The Energy Finance and Policy Committee declined to refer House File 3830 to the general register on March 12, 2026, after competing testimony about safety and ratepayer protections. Utilities and labor groups urged permanence for planning and safety; consumer advocates and the Department of Commerce urged sunset and full rate-case review.

Representative Sexton brought House File 3830 to the Energy Finance and Policy Committee on March 12, asking lawmakers to remove a vendor-name reporting requirement and make permanent the gas utility infrastructure cost rider (the GUIC rider) that helps utilities recover costs for mandated safety and integrity work.

The committee heard multiple witnesses. Ray Gardner, area vice president of gas engineering at Xcel Energy, described the GUIC rider as a narrowly focused mechanism to recover costs for mandated relocations, federal-code required safety work and integrity management. "The GUIC is about maintaining the utility infrastructure we already have," Gardner said, adding that the rider is not for building new pipelines but for projects driven by federal regulations.

Consumer advocates and regulators pushed back. Annie Levinson Faulk, executive director of the Citizens Utility Board of Minnesota, said cost trackers like GUIC "lighten utilities' responsibility to manage risk and shift some of that burden to ratepayers," and recommended sunseting the rider so routine infrastructure investment is reviewed in full rate cases. A Department of Commerce official told the committee that since the GUIC's creation, Xcel Energy has recovered more than $400,000,000 through the rider and argued that putting those costs in rate cases improves scrutiny and incentives to control costs.

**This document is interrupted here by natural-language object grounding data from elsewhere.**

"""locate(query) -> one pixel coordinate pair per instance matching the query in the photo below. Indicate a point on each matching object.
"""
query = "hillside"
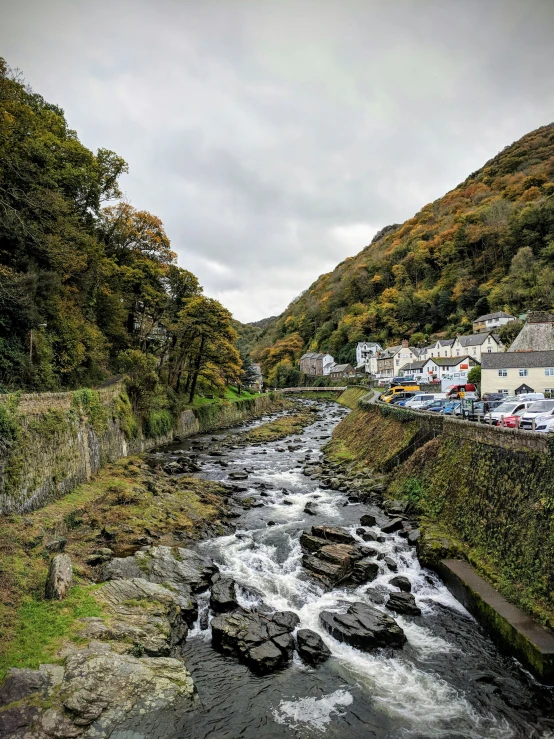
(486, 245)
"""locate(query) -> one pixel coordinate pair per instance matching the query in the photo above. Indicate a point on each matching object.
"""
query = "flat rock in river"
(363, 627)
(334, 534)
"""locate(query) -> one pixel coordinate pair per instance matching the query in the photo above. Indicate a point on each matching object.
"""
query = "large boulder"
(60, 577)
(363, 627)
(102, 693)
(223, 596)
(262, 642)
(403, 603)
(183, 568)
(311, 647)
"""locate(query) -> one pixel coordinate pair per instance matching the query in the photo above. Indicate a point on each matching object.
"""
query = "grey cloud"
(275, 138)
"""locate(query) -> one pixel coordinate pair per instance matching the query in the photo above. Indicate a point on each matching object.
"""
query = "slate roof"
(451, 361)
(492, 316)
(509, 360)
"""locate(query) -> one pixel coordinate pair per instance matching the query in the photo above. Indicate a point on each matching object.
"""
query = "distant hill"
(486, 245)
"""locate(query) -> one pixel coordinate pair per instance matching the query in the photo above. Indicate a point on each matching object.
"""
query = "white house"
(492, 321)
(476, 345)
(366, 349)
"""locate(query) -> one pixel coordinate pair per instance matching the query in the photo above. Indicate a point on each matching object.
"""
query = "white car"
(545, 425)
(420, 399)
(509, 408)
(541, 409)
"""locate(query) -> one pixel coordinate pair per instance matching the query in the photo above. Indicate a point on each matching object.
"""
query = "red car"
(510, 422)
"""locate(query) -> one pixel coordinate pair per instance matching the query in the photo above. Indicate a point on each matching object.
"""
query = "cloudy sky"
(275, 137)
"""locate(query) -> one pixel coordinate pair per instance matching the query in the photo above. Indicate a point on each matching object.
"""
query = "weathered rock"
(334, 534)
(368, 520)
(391, 564)
(364, 571)
(401, 582)
(311, 543)
(311, 647)
(403, 603)
(391, 526)
(223, 596)
(183, 568)
(254, 638)
(57, 545)
(413, 536)
(60, 577)
(363, 627)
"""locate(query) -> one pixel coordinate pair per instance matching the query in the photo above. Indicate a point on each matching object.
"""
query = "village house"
(475, 345)
(492, 321)
(390, 360)
(366, 350)
(342, 370)
(528, 365)
(315, 363)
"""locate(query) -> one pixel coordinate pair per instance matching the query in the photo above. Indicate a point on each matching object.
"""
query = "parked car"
(434, 406)
(420, 399)
(450, 408)
(508, 408)
(541, 409)
(545, 425)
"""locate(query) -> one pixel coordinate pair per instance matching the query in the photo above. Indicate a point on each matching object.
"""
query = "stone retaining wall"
(61, 450)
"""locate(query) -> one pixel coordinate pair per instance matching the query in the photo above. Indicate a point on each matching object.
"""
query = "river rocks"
(401, 582)
(403, 603)
(368, 520)
(311, 647)
(60, 577)
(262, 642)
(223, 596)
(101, 692)
(363, 627)
(391, 526)
(364, 571)
(182, 567)
(333, 533)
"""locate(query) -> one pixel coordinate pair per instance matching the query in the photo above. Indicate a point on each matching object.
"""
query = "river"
(449, 680)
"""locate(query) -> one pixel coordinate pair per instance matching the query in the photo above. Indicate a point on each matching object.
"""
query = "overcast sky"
(275, 138)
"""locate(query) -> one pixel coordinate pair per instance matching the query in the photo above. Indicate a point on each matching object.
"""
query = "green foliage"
(487, 245)
(158, 423)
(88, 403)
(44, 624)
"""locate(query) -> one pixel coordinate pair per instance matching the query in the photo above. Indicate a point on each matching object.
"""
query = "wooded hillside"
(487, 245)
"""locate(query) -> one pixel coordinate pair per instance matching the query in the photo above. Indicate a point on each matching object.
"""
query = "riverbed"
(449, 680)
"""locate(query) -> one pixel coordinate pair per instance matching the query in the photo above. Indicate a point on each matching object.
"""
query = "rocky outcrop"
(60, 577)
(98, 692)
(262, 642)
(311, 647)
(333, 556)
(363, 627)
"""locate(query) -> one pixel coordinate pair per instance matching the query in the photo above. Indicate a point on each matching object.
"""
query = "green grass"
(44, 624)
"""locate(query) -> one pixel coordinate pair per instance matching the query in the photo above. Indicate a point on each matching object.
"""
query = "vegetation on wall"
(88, 284)
(487, 245)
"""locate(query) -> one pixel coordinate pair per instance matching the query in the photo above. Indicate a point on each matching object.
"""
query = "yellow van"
(389, 394)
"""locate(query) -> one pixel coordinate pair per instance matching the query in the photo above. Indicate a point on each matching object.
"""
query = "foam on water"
(316, 712)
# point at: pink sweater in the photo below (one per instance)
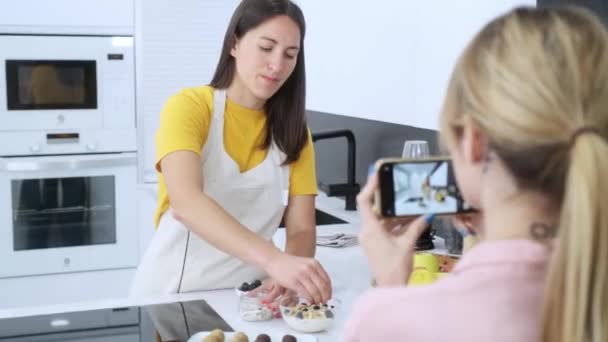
(493, 294)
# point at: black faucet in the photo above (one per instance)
(349, 190)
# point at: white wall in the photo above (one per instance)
(177, 46)
(67, 16)
(389, 60)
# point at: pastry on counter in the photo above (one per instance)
(262, 338)
(289, 338)
(216, 335)
(240, 337)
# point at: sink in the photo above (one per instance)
(322, 218)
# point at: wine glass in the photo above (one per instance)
(415, 149)
(419, 149)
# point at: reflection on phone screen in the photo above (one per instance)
(427, 187)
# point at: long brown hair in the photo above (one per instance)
(285, 110)
(535, 81)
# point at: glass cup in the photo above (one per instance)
(415, 149)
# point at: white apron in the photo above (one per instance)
(177, 260)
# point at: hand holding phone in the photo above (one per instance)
(414, 187)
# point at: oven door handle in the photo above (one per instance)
(52, 164)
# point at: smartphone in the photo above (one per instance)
(414, 187)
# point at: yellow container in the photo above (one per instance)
(426, 267)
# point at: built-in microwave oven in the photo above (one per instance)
(66, 86)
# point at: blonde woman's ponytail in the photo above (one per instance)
(575, 304)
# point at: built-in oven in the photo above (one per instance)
(81, 85)
(67, 213)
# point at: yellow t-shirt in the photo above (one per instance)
(184, 125)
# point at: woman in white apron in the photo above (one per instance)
(216, 230)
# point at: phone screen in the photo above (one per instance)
(418, 187)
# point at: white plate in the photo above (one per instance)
(198, 337)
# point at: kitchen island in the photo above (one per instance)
(346, 266)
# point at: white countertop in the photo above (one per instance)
(347, 268)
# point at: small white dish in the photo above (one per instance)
(198, 337)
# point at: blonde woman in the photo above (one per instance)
(526, 123)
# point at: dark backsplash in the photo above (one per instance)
(599, 7)
(374, 140)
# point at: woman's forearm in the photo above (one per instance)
(204, 217)
(301, 243)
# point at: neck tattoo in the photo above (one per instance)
(542, 231)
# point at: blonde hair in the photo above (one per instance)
(530, 80)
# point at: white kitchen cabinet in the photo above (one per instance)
(146, 205)
(389, 62)
(68, 17)
(177, 46)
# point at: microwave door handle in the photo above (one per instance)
(8, 165)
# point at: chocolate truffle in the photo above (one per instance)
(262, 338)
(289, 338)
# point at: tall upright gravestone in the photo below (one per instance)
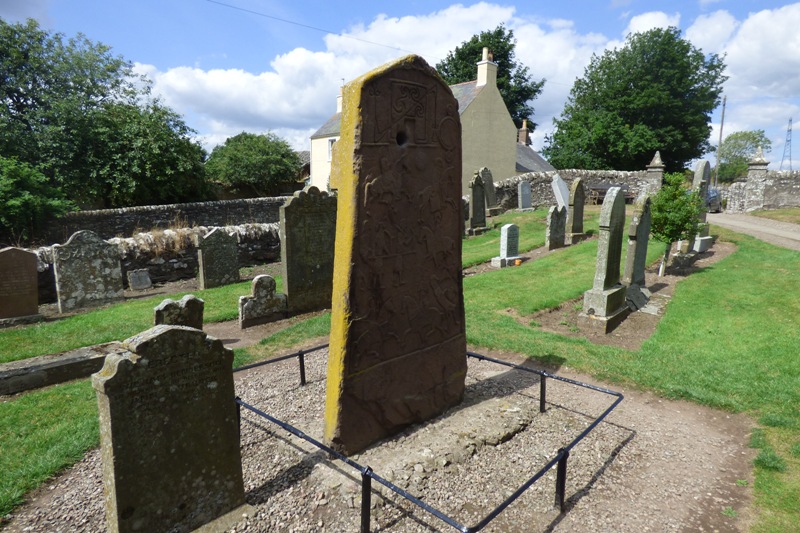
(604, 304)
(398, 343)
(169, 436)
(308, 231)
(88, 272)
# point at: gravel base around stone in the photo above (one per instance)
(652, 465)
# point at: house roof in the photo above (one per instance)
(528, 160)
(465, 93)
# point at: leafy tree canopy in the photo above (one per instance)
(262, 165)
(736, 150)
(513, 80)
(657, 92)
(77, 113)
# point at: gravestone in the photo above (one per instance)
(561, 191)
(169, 434)
(217, 259)
(87, 271)
(604, 304)
(637, 295)
(139, 280)
(491, 195)
(524, 195)
(308, 231)
(397, 343)
(263, 305)
(477, 203)
(188, 311)
(556, 227)
(577, 199)
(509, 246)
(19, 292)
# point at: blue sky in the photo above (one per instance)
(259, 65)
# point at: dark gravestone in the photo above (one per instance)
(308, 231)
(217, 259)
(188, 311)
(19, 294)
(637, 294)
(604, 304)
(398, 343)
(87, 271)
(263, 305)
(169, 434)
(577, 199)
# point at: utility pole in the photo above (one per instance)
(715, 180)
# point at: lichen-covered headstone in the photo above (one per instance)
(169, 436)
(308, 231)
(398, 343)
(188, 311)
(577, 199)
(87, 271)
(19, 291)
(556, 227)
(637, 294)
(509, 246)
(217, 259)
(263, 305)
(604, 304)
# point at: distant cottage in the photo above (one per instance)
(489, 137)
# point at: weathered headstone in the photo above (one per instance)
(188, 311)
(217, 259)
(561, 191)
(169, 436)
(604, 304)
(524, 195)
(87, 271)
(477, 203)
(577, 199)
(308, 231)
(19, 292)
(637, 294)
(263, 305)
(509, 246)
(556, 227)
(139, 280)
(398, 343)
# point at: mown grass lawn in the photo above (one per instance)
(729, 339)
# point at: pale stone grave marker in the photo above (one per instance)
(87, 271)
(308, 231)
(556, 227)
(19, 291)
(637, 294)
(509, 246)
(169, 434)
(263, 305)
(188, 311)
(398, 343)
(604, 304)
(217, 259)
(577, 199)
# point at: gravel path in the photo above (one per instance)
(653, 465)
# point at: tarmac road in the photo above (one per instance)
(778, 233)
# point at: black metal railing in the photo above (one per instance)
(368, 475)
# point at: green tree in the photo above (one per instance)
(513, 80)
(262, 165)
(675, 214)
(656, 92)
(736, 150)
(26, 201)
(59, 99)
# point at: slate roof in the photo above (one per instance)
(528, 160)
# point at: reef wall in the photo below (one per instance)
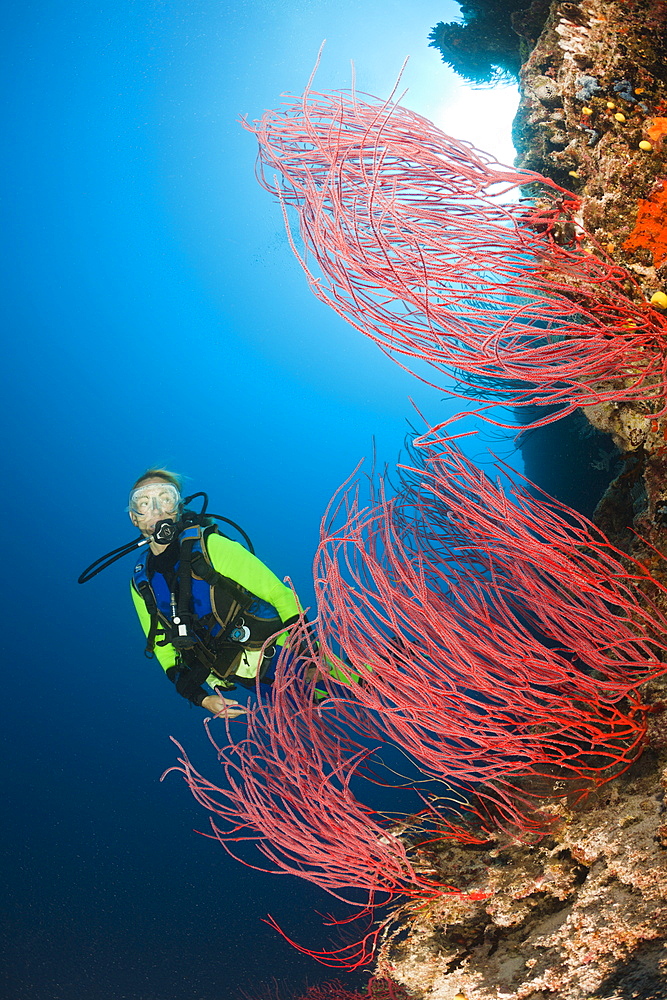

Labor and construction interests urged retention of the rider for planning stability. Kevin Prentice, representing a construction labor organization, said the rider supports thousands of workers who perform relocations and replacements, and warned that sunsets create uncertainty that can raise costs and disrupt scheduling.

After extended questioning and a roll-call vote, the motion to refer HF3830 to the general register failed to receive the nine votes required. The clerk recorded individual ayes and nays; because the motion did not reach the threshold, the committee laid the bill over for further work. Representative Sexton said he would continue discussions with stakeholders, including on a compromise to redact vendor names in public filings while preserving oversight.

The committee did not take final action to change the GUIC rider on March 12; members signaled both substantive disagreement about whether riders erode incentives and practical interest in refining vendor-reporting language before a further vote.